Minggu, 5 April 2020 | 19:39 WIB

Tol Dago Punclut Tidak Sesuai Peruntukkan, Pungli, Abaikan Saja

foto

 

Ketua Komisi C DPRD Kota Bandung Yudi Cahyadi, saat sidak, Selasa (7/1). (jabartoday/eddy koesman).

www.transaktual.com

Sejumlah warga mempertanyakan jalan perumahan Citra Green Dago, Kota Bandung, yang melakukan pungutan terhadap kendaraan melintas. Pungutan liar yang dilakukan itu kemudian viral di media sosial. 

Jalan perumahan yang viral itu dikenal sebagai jalur alternatif menghubungkan kawasan Dago dengan Punclut. Rute itu setiap harinya ramai dilintasi kendaraan terutama saat akhir pekan. 

Sebuah video yang diunggah Dodi Permana melalui media sosial Facebook pada 23 Juni 2019 lalu itu menjadi perbincangan. Dalam video berdurasi 1 menit 3 detik itu menggambarkan sistem pembayaran di gerbang masuk perumahan. 

Seorang pengemudi yang hendak melintas ke kawasan perumahan itu dipungut biaya sebesar Rp 3.000. Dalam perbincangan yang dilakukan antara pengemudi dan petugas terdengar bila pungutan yang dilakukan merupakan kebijakan dari pihak perusahaan. 

"Tol anyar (baru), izin PT DAM ti kantornya, Pak. Sakali ngaliwat (sekali melintas) Rp 3.000. Waduh pake kamera. Ini kompleks dulu yang izinnya bermasalah. Sekarang lewat sini bayar Rp 3.000 untuk menuju ke Punclut dari Dago," kata pengemudi yang ada dalam video. 

Ketua Komisi C DPRD Kota Bandung Yudi Cahyadi mengatakan, penerapan jalan berbayar alias electronic road pricing (ERP), di Jalan Citra Green Dago, Kelurahan Ciumbuleuit Kecamatan Cidadap, Kota Bandung tidak sesuai dengan peruntukannya. Yudi beralasan, izin yang dikeluarkan DPMPTSP Kota Bandung, hanya mengatur parkir untuk umum.

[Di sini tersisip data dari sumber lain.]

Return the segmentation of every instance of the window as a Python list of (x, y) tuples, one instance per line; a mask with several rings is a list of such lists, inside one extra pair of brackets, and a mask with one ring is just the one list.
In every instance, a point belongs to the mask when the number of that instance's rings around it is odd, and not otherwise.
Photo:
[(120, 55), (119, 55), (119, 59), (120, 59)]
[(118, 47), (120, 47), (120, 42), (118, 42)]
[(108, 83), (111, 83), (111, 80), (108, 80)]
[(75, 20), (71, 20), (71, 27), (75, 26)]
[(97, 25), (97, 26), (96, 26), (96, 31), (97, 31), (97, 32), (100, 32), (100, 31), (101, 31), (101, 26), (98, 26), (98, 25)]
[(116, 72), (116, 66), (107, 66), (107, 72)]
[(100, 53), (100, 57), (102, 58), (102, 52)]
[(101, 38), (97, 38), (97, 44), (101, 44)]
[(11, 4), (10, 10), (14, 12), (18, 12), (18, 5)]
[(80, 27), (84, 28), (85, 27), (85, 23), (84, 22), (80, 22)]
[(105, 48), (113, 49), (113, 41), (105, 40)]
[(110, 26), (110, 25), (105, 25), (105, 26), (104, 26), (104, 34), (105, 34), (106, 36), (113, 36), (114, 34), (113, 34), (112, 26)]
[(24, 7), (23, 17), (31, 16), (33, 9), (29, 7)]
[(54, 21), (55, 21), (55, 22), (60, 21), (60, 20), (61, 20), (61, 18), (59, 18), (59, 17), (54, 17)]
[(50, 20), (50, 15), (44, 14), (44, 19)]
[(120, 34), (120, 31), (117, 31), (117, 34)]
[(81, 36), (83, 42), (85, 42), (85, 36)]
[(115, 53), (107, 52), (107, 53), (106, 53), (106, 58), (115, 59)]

“Kalau ijin parkir untuk kendaraan roda empat itu melanggar karena tidak sesuai dengan peruntukannya,” kata Yudi, saat lakukan sidak di Jalan Citra Green Dago, Selasa (7/1).

Yudi menegaskan, penyediaan tempat parkir umum Green Hill yang dikelola oleh PT. DAM Utama Sakti Prima melanggar aturan. Maka itu, dia meminta kegiatan tersebut untuk dihentikan, serta diberikan peringatan karena izin yang dikeluarkan tidak sesuai peruntukan.

“Kami minta supaya disegel. Ini termasuk pungli. Kita harus ikut aturan. Masa melanggar dibiarkan,” cetus Yudi.

Sebelumnya, jalan berbayar atau yang dikenal tol “Dago Punclut”, sempat diorotes warga dan dihentikan. Namun sejak Agustus 2019, kembali beroperasi. Dalam prakteknya jalan berbayar hanya diwajibkan bagi kendaraan roda empat atau lebih, tapi untuk kendaraan roda dua tidak dipungut.

Pada kesempatan yang sama, Sekretaris Komisi C DPRD Kota Bandung Hasan Faozi mengimbau masyarakat untuk tidak membayar pungutan yang tidak jelas. Sehingga tidak mendukung adanya pungli di kawasan tersebut.

“Warga tidak ikut-ikutan aturan yang tidak jelas. Serta dinas terkait segera melakukan penindakan jika diperlukan,” ujar politisi Partai Gerindra ini.